Yes, Trump really is stupid enough to ask “Why was there a Civil War?”

❝ Donald Trump expressed confusion in an interview published on Monday as to why the civil war had taken place. He also claimed that President Andrew Jackson, who died 16 years before the war started, “was really angry” about the conflict.

Trump also said Jackson, a slaveholder and war hero who led a relocation and extermination campaign against Native Americans, “had a big heart”.

On Monday night, Trump sought to clarify his remarks, arguing in a tweet that Jackson had predicted the Civil War and would have prevented it had he not died 16 years prior…

Clarification?

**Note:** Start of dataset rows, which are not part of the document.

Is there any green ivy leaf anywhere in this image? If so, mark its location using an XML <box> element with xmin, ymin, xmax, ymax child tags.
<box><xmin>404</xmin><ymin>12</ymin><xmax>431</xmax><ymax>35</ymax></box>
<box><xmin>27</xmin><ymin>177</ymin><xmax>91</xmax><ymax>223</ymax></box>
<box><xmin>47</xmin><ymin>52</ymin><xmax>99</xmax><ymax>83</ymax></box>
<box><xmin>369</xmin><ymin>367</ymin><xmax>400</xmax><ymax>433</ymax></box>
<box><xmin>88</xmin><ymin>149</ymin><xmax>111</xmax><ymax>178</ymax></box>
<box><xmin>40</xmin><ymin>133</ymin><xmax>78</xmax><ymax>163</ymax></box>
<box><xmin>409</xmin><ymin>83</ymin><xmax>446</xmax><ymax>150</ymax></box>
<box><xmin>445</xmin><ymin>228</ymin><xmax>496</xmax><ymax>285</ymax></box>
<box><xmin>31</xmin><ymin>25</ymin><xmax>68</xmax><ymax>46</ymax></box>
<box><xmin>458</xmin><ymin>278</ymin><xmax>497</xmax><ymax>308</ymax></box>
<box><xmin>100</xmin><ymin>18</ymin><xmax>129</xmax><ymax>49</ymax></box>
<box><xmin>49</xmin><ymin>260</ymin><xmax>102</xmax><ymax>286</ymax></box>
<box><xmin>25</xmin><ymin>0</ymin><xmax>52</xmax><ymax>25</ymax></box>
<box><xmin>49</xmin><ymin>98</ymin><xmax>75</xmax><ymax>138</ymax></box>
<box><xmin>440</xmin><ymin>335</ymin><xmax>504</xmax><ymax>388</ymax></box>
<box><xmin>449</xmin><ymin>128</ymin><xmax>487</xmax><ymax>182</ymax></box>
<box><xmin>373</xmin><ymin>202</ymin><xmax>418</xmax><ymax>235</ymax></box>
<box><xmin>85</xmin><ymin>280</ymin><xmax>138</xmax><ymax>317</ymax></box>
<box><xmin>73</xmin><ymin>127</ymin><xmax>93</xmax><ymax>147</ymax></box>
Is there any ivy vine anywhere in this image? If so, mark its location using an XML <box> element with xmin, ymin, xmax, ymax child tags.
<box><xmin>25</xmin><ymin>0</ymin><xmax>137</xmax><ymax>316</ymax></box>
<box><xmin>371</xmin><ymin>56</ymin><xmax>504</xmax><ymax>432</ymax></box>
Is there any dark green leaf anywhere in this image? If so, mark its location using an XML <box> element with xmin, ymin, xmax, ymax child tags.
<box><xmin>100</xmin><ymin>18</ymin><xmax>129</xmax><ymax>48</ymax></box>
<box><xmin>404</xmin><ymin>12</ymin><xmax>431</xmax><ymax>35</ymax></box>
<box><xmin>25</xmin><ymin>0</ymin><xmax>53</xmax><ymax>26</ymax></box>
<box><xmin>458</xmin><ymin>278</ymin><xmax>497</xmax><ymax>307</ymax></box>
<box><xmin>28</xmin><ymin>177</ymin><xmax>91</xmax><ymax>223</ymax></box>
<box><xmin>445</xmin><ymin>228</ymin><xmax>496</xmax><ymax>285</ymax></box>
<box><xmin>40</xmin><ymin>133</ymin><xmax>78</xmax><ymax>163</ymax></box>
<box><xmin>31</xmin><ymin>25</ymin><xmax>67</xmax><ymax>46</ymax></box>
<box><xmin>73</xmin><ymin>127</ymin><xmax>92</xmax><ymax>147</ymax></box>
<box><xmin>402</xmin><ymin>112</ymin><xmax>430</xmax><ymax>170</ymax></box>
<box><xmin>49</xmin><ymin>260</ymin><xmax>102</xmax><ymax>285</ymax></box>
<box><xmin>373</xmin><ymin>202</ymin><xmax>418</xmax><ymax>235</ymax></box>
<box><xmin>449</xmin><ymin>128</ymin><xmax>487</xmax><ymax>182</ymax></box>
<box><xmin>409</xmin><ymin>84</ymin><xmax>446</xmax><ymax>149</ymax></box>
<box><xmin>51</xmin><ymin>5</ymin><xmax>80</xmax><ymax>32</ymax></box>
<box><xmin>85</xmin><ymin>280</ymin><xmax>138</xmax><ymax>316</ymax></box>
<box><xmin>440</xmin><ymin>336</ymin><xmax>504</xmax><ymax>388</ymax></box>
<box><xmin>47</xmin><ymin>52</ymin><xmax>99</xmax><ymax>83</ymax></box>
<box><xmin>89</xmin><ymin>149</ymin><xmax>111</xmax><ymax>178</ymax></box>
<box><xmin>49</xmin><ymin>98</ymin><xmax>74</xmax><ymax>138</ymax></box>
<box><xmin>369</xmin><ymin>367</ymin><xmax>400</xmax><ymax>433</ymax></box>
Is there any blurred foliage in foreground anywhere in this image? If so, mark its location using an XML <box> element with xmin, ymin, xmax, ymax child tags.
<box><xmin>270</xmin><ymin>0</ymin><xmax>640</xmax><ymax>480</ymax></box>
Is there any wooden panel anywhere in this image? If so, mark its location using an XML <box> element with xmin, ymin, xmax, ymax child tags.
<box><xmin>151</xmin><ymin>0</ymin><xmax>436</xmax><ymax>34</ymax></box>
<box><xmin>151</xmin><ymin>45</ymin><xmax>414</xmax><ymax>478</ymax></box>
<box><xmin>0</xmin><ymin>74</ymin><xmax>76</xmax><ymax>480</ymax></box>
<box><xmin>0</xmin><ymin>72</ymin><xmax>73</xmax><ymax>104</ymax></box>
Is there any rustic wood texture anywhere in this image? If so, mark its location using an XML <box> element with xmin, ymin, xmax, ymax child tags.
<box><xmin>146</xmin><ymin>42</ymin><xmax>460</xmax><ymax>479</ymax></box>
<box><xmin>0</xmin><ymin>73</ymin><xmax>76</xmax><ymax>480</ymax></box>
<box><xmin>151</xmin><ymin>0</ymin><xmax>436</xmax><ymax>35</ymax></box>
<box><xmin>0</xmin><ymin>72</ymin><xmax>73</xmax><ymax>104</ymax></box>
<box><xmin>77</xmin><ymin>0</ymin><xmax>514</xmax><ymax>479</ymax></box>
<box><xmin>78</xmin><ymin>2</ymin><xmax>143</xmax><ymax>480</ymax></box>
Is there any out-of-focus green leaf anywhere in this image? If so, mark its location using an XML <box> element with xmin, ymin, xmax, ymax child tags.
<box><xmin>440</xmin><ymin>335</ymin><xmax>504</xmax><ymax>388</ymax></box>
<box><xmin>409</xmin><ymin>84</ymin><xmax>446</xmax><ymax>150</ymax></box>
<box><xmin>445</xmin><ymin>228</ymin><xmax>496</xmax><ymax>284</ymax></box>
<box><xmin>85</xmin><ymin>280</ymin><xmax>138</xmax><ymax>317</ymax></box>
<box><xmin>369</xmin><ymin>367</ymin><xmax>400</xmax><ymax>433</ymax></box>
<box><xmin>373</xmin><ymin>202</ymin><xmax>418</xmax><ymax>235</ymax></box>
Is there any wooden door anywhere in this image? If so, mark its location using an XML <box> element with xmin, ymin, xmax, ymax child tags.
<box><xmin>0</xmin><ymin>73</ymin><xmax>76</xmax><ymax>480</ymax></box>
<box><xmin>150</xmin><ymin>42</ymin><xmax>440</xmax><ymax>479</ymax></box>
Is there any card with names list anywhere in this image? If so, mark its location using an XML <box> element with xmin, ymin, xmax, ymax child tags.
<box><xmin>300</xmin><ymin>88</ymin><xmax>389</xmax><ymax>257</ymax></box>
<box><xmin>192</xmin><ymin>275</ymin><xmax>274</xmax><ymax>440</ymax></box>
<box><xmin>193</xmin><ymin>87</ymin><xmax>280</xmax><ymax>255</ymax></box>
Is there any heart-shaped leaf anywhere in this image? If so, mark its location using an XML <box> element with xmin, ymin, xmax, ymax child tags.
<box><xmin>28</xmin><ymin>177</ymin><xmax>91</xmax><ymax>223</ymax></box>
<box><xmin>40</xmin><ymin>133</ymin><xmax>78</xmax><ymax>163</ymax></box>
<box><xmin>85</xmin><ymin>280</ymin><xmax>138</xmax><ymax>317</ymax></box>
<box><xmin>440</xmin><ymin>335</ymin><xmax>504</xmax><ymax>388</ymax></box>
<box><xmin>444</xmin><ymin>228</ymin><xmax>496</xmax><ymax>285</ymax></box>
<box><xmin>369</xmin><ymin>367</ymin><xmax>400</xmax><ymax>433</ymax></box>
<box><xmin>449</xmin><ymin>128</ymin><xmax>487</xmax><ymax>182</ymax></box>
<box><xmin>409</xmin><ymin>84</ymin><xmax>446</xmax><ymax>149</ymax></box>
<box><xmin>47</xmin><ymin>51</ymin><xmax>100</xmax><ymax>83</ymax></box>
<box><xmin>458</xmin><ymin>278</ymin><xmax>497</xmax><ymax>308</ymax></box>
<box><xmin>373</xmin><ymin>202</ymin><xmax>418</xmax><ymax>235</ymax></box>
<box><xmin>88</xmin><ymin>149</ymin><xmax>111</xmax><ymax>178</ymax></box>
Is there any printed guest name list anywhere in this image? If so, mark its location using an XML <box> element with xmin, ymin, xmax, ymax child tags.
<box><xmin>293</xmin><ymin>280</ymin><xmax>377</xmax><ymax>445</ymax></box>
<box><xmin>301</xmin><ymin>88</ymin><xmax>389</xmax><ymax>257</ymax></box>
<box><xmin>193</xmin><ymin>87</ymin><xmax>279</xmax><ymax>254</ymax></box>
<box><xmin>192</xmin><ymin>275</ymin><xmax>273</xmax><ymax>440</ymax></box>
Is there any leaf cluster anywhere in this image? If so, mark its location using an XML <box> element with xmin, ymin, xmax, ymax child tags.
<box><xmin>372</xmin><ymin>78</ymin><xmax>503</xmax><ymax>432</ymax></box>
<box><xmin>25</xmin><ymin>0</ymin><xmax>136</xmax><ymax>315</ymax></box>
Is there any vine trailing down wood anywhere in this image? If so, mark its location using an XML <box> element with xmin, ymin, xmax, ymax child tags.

More like tweaking his ignorance after someone pointed it out.

The civil war was fought over slavery – the enslavement in the United States of African Americans – and related territorial, economic and cultural struggles. Jackson died in 1845. The first shot was fired by forces of the secessionist, slaveholding states on Fort Sumter in Charleston, South Carolina, on 12 April 1861.

Defenders of Trump’s creative approach to history argued on Monday that the president was referring to a successful effort by Jackson in the 1830s to put down a secessionist threat. Nothing in Trump’s statement, however, indicates knowledge of the earlier episode, which was not part of the civil war.

And nothing in the resolution of that secessionist skirmish included the later attempted expansion of slavery to the American West.

❝ Trump’s statements drew expressions of extreme disbelief and consternation online. Many scholars noted that the investigation of the civil war’s roots was one of the richest veins in all of US historiography.

“Footnote for non-US readers,” tweeted the Guardian contributor Sarah Churchwell, a professor of American literature at the University of London. “There are probably as many books about the origins of our Civil War as about the origins of world war II.”

Time and again Trump relies on the core racism infecting his supporters. Yes, yes, often they are the sort of bigots who’ve realized that public expressions of racism aren’t acceptable in front of most Americans. They’ve learned all the Republican code words. They know the rote rationales for the Civil War tuned and tempered by generations of self-deception. They’re never going to offend their neighbors who are open bigots – rather than stand up for Constitutional standards of equal opportunity.

They will accept every excuse blathered out on Fox Noise over the coming week – by Trump and his acolytes.